Listing 19-9: Defining and using an immutable static variable

static variables are similar to constants: their names are also in SCREAMING_SNAKE_CASE by convention, and we must annotate the variable's type, which is &'static str in this case. Only references with the 'static lifetime may be stored in a static variable. Because of this, the Rust compiler can figure out the lifetime by itself and we don't need to annotate it explicitly. Accessing immutable static variables is safe. Values in a static variable have a fixed address in memory, and using the value will always access the same data. Constants, on the other hand, are allowed to duplicate their data whenever they are used.

Another way in which static variables are different from constants is that static variables can be mutable. Both accessing and modifying mutable static variables is unsafe. Listing 19-10 shows how to declare, access, and modify a mutable static variable named COUNTER:

Filename: src/main.rs

static mut COUNTER: u32 = 0;

fn add_to_count(inc: u32) {
    unsafe {
        COUNTER += inc;
    }
}

fn main() {
    add_to_count(3);

    unsafe {
        println!("COUNTER: {}", COUNTER);
    }
}

Listing 19-10: Reading from or writing to a mutable static variable is unsafe

Just like with regular variables, we specify that a static variable should be mutable using the mut keyword. Any time that we read or write from COUNTER has to be within an unsafe block. This code compiles and prints COUNTER: 3 as we would expect since it's single threaded, but having multiple threads accessing COUNTER would likely result in data races.

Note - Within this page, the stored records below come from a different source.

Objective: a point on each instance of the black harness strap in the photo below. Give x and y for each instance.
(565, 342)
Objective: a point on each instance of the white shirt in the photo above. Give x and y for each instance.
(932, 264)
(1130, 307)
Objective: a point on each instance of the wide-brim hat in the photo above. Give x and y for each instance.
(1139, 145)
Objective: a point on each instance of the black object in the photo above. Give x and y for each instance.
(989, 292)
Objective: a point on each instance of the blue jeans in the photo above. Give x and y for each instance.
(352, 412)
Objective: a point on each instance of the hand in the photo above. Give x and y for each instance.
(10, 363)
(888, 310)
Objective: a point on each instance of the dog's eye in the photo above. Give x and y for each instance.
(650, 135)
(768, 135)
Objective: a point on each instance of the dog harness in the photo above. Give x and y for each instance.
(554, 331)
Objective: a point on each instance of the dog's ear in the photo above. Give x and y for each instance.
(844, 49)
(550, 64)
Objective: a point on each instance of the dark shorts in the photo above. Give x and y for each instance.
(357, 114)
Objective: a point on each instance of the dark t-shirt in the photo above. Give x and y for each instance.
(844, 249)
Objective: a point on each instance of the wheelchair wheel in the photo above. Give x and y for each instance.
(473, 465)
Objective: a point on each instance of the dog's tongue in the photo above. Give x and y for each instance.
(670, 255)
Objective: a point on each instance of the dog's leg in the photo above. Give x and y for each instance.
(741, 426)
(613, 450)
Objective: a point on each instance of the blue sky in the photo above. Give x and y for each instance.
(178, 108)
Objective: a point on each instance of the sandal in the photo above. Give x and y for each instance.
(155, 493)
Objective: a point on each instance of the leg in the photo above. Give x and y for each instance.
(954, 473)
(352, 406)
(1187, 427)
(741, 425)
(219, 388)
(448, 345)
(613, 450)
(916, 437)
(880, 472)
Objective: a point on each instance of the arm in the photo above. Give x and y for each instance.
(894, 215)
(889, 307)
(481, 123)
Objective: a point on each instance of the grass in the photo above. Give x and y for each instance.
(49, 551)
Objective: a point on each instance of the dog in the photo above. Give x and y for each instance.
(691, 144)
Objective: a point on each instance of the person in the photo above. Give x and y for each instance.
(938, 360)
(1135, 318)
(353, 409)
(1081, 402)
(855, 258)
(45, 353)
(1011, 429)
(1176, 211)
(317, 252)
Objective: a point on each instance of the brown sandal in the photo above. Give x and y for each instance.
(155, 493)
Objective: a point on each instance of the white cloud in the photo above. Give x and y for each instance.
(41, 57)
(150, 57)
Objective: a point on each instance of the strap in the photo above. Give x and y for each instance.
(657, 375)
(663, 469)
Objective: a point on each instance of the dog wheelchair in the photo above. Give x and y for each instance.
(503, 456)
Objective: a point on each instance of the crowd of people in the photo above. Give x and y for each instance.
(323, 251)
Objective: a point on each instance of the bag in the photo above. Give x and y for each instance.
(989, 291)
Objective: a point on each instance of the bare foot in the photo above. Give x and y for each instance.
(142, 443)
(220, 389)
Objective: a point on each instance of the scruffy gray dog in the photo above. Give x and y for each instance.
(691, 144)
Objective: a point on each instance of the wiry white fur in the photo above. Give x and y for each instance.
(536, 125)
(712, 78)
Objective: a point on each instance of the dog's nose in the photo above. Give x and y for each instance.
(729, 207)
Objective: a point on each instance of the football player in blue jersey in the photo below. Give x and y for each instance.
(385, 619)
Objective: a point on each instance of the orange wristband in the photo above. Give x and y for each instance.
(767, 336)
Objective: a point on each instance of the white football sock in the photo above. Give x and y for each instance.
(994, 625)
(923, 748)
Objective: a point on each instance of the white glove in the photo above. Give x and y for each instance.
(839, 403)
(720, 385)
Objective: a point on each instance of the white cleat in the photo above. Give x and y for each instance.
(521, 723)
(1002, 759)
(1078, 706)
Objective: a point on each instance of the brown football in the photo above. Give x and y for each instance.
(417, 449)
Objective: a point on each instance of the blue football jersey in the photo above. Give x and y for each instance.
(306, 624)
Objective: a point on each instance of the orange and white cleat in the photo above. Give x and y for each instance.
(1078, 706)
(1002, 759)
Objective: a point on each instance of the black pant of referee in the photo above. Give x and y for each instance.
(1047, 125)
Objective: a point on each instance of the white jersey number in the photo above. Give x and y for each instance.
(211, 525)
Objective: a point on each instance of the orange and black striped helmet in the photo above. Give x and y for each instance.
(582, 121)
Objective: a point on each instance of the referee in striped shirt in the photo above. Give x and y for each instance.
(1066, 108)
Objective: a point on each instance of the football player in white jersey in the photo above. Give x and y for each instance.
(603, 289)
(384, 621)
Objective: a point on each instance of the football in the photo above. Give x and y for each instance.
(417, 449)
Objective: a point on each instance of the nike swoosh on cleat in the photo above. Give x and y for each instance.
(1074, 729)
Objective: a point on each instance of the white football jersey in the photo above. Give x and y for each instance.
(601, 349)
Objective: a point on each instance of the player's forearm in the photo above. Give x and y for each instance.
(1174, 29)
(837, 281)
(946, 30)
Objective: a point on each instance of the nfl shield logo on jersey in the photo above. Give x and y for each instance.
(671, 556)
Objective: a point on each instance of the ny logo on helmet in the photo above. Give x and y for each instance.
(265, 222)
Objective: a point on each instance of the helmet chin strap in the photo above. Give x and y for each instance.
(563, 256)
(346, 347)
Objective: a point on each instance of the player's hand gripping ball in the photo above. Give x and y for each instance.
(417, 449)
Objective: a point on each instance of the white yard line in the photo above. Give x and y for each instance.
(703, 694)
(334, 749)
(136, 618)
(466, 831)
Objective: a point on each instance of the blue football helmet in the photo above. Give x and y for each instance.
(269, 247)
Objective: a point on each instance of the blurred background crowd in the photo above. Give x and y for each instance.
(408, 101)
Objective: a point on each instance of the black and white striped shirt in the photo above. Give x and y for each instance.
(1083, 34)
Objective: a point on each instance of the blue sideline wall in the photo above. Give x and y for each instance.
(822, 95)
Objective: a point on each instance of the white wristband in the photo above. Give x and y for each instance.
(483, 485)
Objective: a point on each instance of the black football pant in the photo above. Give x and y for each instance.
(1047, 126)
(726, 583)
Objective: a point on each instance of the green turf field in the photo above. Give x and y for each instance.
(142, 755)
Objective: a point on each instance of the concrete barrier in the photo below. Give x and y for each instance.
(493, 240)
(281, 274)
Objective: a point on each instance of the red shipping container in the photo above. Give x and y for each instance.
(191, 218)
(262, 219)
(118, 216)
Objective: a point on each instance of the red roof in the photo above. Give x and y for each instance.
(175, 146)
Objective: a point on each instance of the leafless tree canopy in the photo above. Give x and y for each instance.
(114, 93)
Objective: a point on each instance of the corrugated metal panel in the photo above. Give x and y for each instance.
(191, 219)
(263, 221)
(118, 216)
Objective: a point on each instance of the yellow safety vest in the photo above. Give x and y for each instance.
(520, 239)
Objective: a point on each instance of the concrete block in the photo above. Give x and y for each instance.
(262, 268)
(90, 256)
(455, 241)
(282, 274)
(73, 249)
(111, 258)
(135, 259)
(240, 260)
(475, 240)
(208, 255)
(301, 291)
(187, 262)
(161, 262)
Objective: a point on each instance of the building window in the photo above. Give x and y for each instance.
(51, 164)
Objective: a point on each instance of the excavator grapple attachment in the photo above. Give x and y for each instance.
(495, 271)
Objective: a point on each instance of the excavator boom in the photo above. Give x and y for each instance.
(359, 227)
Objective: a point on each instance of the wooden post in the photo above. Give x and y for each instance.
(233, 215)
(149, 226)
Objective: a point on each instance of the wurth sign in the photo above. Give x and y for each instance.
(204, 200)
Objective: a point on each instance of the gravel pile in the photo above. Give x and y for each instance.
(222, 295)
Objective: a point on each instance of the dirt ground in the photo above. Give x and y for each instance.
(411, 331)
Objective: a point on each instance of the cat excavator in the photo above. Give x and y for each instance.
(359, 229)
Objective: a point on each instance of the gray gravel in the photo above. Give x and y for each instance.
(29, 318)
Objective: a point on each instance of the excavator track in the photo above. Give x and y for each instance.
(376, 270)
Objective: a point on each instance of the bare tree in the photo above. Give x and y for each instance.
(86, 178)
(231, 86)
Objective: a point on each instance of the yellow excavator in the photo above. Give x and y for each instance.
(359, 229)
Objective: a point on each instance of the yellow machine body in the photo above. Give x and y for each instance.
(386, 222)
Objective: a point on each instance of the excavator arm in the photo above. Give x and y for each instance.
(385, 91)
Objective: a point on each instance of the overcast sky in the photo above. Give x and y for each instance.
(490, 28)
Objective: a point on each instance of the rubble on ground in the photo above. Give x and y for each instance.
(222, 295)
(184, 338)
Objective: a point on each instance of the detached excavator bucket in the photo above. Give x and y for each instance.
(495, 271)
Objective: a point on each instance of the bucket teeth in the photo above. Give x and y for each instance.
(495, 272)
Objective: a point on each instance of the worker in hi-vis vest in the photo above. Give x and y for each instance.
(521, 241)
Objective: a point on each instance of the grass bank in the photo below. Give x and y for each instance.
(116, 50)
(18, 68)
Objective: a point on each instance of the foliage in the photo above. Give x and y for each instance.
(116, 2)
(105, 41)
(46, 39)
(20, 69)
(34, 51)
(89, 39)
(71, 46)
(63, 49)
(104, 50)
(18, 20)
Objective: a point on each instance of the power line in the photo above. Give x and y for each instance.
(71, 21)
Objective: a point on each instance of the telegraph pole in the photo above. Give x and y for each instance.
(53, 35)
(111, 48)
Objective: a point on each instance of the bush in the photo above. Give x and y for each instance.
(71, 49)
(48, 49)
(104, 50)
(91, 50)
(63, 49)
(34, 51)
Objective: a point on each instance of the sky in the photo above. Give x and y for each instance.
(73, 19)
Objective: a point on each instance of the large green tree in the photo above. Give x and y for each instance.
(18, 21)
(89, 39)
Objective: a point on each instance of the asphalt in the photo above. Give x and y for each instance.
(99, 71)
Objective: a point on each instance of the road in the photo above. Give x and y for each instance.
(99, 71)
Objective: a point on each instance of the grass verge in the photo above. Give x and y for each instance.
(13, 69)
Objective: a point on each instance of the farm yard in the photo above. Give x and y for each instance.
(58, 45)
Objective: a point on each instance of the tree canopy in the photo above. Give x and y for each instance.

Mutable data that is globally accessible is difficult to manage and ensure that there are no data races, which is why Rust considers mutable static variables to be unsafe. If possible, prefer using the concurrency techniques and threadsafe smart pointers we discussed in Chapter 16 to have the compiler check that data accessed from different threads is done safely.

Implementing an Unsafe Trait

Finally, the last action we're only allowed to take when we use the unsafe keyword is implementing an unsafe trait. We can declare that a trait is unsafe by adding the unsafe keyword before trait, and then implementing the trait must be marked as unsafe too, as shown in Listing 19-11:

unsafe trait Foo {
    // methods go here
}

unsafe impl Foo for i32 {
    // method implementations go here
}

Listing 19-11: Defining and implementing an unsafe trait

Like unsafe functions, methods in an unsafe trait have some invariant that the compiler cannot verify. By using unsafe impl, we're promising that we'll uphold these invariants.

As an example, recall the Sync and Send marker traits from Chapter 16, and that the compiler implements these automatically if our types are composed entirely of Send and Sync types. If we implement a type that contains something that's not Send or Sync such as raw pointers, and we want to mark our type as Send or Sync, that requires using unsafe. Rust can't verify that our type upholds the guarantees that a type can be safely sent across threads or accessed from multiple threads, so we need to do those checks ourselves and indicate as such with unsafe.

Using unsafe to take one of these four actions isn't wrong or frowned upon, but it is trickier to get unsafe code correct since the compiler isn't able to help uphold memory safety. When you have a reason to use unsafe code, however, it's possible to do so, and having the explicit unsafe annotation makes it easier to track down the source of problems if they occur.